Considering how much money Microsoft spent to catch up to Sony, I have to wonder if they're happy with their investments. Was it worth whatever they had to pay Electronic Arts to keep Titanfall off Sony's platforms? Did selling their console for even cheaper warrant how much money they're now losing on each Xbox One sold? It's too early to tell at this point. One thing is clear, Sony has to make a move to counter Mcrosoft's, though it's unclear what their next step will be. Maybe we'll see a Killzone: Shadow Fall pack-in, or free year of PlayStation Plus included with each system. Who knows? But resting on your laurels is rarely a good strategy, especially when your competition is so anxious to make strides.

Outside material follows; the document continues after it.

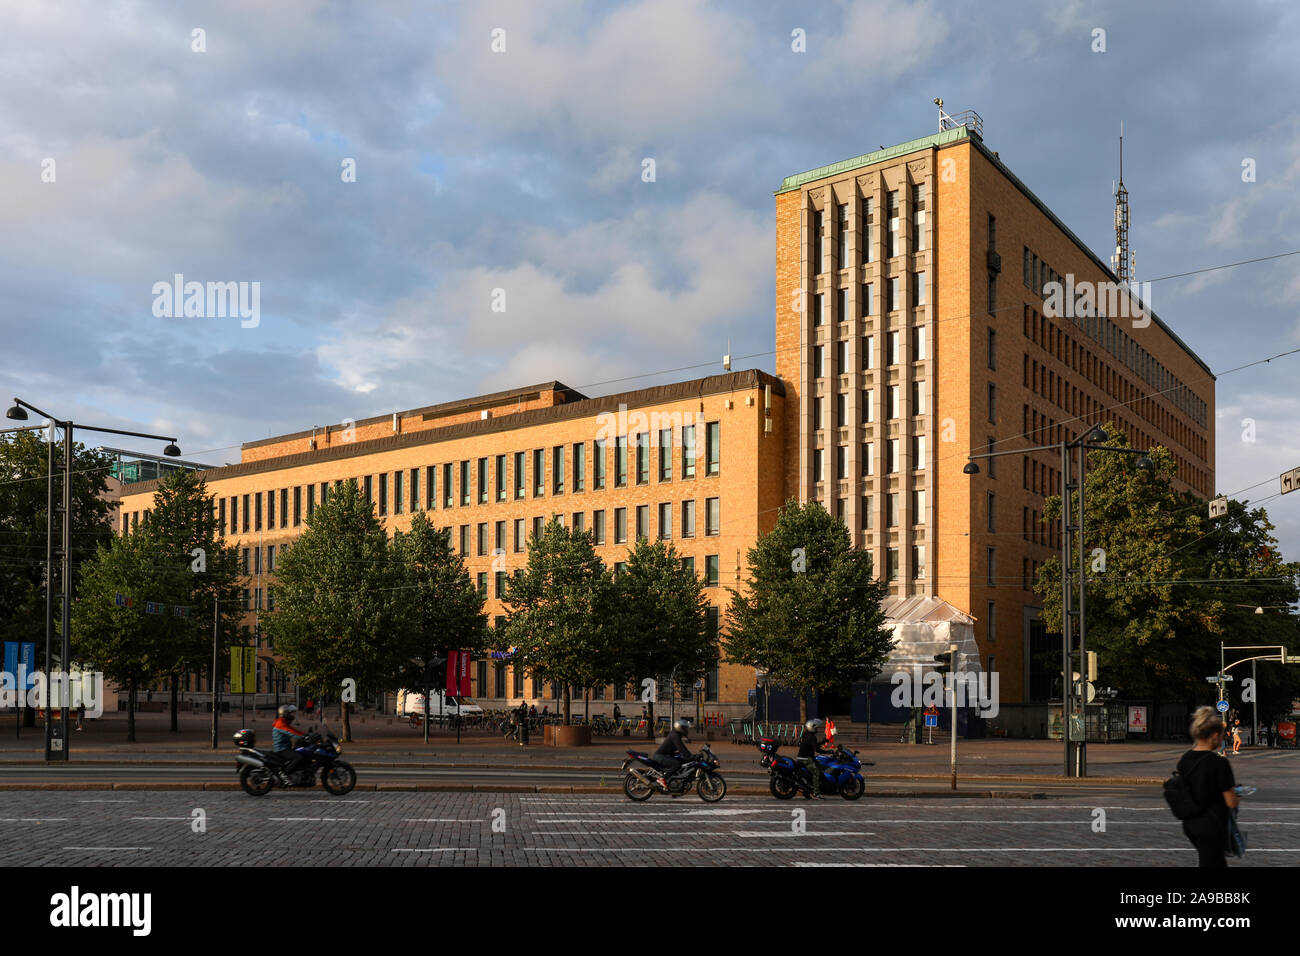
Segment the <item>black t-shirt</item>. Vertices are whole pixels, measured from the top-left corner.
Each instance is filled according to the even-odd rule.
[[[1178,761],[1178,772],[1187,781],[1192,799],[1206,808],[1207,815],[1217,817],[1226,826],[1228,805],[1223,802],[1223,794],[1236,786],[1228,758],[1215,750],[1189,750]]]
[[[655,751],[655,756],[676,757],[678,755],[687,760],[691,759],[691,752],[686,749],[686,743],[682,740],[682,735],[675,730],[670,730],[668,736],[664,738],[664,742]]]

One final prediction. Though so much talk has centered around the two major exclusives, I think both will be outsold by a gem from last generation. Souls fans are a fanatical bunch (I know because I'm one of them), and after Dark Souls sold more than 2 million copies, it's clear there are enough who are interested in these amazing games to create waves at retail. And when you factor in the massive install base of the Xbox 360 and PlayStation 3, I believe Dark Souls II trumped both Titanfall and Infamous: Second Son. Will I be right? Tune in to the NPD sales numbers later today to find out.